Adding authentication and security to the system level would be neat, and I of course personally love the idea of it as a networked computer. Put the OS and a few applications onto the built-in storage media, and run another instance of the OS on another system (perhaps something with a bit more hardware) and map network spaces as drives. That's a moonshot, and not really necessary for the core system, however.

The development environment(s) would be more ideal if they used some kind of management process. Even better if you have the option to use a source control system. If you integrate more than one in a network, you could have a Version Control server on such a machine connected to the Internet, and connect other machines to it. That machine (presuming it's faster) could be a build server, continuous integration and testing server, as well as host other things (IRC communications, group e-mail or a visual bulletin board server for collaboration purposes?) for team projects.

Perhaps more thought about this project is something I'll do over the next few weeks/months.
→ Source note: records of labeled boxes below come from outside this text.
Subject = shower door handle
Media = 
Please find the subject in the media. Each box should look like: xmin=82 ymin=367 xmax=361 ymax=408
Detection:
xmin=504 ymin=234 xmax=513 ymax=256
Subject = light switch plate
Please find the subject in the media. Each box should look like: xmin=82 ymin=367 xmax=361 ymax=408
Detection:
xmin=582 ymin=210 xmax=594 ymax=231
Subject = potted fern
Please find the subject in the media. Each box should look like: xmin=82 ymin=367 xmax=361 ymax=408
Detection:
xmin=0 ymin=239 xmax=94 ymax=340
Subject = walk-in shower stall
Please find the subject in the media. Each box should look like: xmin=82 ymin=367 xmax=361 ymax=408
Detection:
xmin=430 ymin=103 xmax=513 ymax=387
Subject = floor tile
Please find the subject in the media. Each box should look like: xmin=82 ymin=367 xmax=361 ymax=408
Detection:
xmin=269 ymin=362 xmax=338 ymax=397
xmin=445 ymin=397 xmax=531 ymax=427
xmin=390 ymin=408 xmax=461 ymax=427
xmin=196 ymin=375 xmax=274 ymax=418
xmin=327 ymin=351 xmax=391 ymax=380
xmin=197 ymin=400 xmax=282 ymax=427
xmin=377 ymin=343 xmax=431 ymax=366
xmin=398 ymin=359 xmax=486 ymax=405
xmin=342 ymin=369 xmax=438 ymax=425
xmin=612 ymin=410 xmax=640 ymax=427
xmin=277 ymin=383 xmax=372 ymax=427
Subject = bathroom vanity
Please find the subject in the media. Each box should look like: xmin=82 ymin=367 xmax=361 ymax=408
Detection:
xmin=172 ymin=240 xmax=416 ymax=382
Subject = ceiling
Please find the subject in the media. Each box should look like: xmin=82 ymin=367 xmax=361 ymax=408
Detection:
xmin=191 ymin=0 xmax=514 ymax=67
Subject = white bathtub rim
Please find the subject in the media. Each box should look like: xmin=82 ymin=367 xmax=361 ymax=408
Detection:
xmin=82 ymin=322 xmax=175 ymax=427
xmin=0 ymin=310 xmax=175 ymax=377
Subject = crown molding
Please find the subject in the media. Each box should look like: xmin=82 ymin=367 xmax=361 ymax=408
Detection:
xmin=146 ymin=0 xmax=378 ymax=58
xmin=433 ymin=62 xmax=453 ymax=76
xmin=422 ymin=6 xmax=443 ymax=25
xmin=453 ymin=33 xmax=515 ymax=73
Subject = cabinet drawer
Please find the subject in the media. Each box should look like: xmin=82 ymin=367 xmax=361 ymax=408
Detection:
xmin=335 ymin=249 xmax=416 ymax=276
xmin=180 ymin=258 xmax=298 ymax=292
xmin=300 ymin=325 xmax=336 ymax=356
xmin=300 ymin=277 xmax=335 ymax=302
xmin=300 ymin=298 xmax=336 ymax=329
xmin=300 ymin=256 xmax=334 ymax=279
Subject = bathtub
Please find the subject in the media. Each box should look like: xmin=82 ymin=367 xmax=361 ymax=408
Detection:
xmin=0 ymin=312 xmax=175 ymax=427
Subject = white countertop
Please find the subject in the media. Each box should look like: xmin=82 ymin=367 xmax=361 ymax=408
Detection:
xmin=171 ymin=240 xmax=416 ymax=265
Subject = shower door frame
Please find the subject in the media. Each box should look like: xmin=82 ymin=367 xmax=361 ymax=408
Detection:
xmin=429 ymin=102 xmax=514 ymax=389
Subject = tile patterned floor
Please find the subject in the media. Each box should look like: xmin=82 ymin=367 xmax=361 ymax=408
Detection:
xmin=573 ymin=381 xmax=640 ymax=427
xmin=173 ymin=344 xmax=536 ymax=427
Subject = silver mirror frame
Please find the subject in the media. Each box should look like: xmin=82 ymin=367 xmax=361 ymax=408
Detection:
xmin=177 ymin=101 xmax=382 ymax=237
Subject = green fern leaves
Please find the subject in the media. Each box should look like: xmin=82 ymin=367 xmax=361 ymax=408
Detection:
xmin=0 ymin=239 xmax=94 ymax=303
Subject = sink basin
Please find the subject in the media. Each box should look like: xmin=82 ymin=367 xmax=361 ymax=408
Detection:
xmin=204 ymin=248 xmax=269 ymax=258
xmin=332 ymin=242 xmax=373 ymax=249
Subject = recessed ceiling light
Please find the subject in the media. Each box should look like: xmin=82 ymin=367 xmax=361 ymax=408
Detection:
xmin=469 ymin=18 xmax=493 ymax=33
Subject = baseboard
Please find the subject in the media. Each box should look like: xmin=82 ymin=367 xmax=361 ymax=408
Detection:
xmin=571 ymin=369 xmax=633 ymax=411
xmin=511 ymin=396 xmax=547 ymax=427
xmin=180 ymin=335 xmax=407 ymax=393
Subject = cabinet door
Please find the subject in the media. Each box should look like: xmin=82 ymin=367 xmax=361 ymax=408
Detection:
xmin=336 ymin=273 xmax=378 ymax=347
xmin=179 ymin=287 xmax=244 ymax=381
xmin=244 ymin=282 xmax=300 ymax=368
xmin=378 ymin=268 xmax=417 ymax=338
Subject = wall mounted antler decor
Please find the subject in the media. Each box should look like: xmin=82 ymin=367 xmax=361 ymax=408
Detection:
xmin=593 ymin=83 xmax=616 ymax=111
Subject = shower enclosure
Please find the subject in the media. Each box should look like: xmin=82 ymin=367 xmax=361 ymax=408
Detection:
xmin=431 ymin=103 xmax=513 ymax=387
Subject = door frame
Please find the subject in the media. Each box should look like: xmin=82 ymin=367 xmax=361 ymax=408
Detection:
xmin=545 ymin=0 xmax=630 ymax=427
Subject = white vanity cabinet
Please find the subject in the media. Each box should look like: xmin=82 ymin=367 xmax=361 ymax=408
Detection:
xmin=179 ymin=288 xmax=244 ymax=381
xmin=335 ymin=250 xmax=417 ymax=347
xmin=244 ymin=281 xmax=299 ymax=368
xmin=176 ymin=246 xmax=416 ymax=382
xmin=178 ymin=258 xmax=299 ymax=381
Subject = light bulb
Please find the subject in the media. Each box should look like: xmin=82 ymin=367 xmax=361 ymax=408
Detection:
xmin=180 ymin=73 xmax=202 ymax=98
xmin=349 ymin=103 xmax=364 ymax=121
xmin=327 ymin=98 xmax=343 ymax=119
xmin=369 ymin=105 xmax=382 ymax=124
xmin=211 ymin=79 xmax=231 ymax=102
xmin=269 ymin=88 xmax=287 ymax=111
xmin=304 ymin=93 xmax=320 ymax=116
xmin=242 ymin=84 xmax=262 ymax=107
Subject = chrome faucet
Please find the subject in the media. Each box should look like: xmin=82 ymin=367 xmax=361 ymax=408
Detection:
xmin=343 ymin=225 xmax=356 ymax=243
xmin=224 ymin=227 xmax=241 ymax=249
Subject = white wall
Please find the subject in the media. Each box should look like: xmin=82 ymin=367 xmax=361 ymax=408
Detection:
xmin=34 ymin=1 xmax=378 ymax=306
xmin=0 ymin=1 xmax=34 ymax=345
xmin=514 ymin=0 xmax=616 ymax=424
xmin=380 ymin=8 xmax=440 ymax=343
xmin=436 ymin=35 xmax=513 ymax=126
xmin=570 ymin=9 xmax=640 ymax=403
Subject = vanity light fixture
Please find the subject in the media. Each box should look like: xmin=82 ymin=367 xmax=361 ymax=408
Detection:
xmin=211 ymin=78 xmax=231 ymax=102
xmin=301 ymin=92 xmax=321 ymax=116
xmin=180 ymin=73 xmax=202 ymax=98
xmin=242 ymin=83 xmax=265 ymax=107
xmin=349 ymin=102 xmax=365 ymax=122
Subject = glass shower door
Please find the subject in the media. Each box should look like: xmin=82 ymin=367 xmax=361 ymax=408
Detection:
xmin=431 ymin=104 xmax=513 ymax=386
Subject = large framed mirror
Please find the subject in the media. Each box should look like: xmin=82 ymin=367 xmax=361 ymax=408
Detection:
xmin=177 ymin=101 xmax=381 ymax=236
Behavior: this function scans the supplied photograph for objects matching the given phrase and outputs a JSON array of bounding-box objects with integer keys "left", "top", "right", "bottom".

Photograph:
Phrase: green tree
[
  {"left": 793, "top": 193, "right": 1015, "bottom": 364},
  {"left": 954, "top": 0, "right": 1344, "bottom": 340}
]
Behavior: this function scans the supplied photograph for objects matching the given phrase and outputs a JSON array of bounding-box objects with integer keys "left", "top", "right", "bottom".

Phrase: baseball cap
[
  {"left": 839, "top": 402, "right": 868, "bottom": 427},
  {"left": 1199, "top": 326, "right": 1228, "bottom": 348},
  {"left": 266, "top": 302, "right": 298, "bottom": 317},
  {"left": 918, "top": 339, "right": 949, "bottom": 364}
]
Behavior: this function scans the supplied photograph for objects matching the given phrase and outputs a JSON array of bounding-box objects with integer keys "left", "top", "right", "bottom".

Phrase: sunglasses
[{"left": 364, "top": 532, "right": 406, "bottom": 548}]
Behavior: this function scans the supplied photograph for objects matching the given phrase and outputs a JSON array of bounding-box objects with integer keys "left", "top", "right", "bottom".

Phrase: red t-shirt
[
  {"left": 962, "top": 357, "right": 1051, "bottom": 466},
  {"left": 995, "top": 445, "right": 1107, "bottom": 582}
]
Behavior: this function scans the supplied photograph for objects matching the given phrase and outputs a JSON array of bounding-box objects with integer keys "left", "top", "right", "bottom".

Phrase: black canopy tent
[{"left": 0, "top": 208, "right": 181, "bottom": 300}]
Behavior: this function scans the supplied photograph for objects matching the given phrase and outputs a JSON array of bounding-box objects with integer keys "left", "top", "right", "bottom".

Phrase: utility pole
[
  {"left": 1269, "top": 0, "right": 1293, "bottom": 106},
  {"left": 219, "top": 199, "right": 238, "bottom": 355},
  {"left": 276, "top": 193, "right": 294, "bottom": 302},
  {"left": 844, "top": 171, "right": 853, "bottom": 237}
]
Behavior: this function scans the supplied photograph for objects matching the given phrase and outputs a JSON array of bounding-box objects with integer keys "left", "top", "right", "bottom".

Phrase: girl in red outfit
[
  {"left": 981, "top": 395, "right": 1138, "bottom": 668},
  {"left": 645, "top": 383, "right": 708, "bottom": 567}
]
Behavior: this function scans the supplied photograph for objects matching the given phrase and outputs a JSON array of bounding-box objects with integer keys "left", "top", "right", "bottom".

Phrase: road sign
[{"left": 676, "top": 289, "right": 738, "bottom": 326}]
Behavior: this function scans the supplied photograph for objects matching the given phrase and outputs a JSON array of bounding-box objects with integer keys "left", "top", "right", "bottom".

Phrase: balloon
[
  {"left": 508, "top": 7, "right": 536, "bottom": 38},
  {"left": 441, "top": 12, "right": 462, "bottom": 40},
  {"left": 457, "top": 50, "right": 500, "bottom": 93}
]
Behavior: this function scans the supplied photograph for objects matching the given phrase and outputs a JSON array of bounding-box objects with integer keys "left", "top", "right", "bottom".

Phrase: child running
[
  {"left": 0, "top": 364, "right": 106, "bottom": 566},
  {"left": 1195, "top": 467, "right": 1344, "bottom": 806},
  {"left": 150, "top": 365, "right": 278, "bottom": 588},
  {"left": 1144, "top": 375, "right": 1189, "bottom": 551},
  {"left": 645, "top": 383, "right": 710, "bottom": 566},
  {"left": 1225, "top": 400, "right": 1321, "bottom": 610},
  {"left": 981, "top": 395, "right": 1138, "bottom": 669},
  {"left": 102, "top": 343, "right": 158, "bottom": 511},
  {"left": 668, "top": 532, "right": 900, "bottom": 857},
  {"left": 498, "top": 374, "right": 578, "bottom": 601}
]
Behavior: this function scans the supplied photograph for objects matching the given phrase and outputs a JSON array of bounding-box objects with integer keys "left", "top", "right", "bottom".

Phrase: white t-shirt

It's interesting to think about what functionality is and isn't important in an operating system, and how to get what you want out of it.

Regardless of what hardware it ends up on (and there's no reason it couldn't run on different types of hardware) I think it really fulfills the software component of the original vision for the Raspberry Pi, which was to be an inexpensive computer kids could learn on. A big problem with that is that it's almost too vague a goal. You can simply hook it up to a TV or HDTV and say "okay kid, play some flash games and learn how to use a console text editor" or you can give them something even simpler, something that even encourages direct access of the hardware.

For others, it may provide an interesting alternative to learning how to use Linux, limping along with old insecure systems, and using the most current releases of Windows 10 and Mac OS X, which have had changing privacy policies and have been adding features that make some uncomfortable over the past few years.

The problem is that if you put me in charge of such an operating system, it'll almost certainly trend in that direction itself, the idea being that for regular people, it's better if "somebody else" manages the backup of your computer, as well as the other maintenance things, which is a lot of what happens in Windows 10.

If such a thing were added to this system (and that stuff is all so complicated, it would be a "several major versions in" addition to working in reverse of how it does on Windows, you'd need to pretty specifically opt into it, and there may even be a tool to choose whose server you're using. (Essentially, you'd be allowing domain resources to go over the Internet, and you'd be allowing end users to join machines do the domain without first adding them.)

As I find or make time, I'll consider the structure, features, hardware, and what's needed for "1.0" more closely, and then post some stuff about that. In the long run, I may end up making some graphics or doing some interface wireframes for it. It'd be interesting to see such a thing come to life, even if only on paper.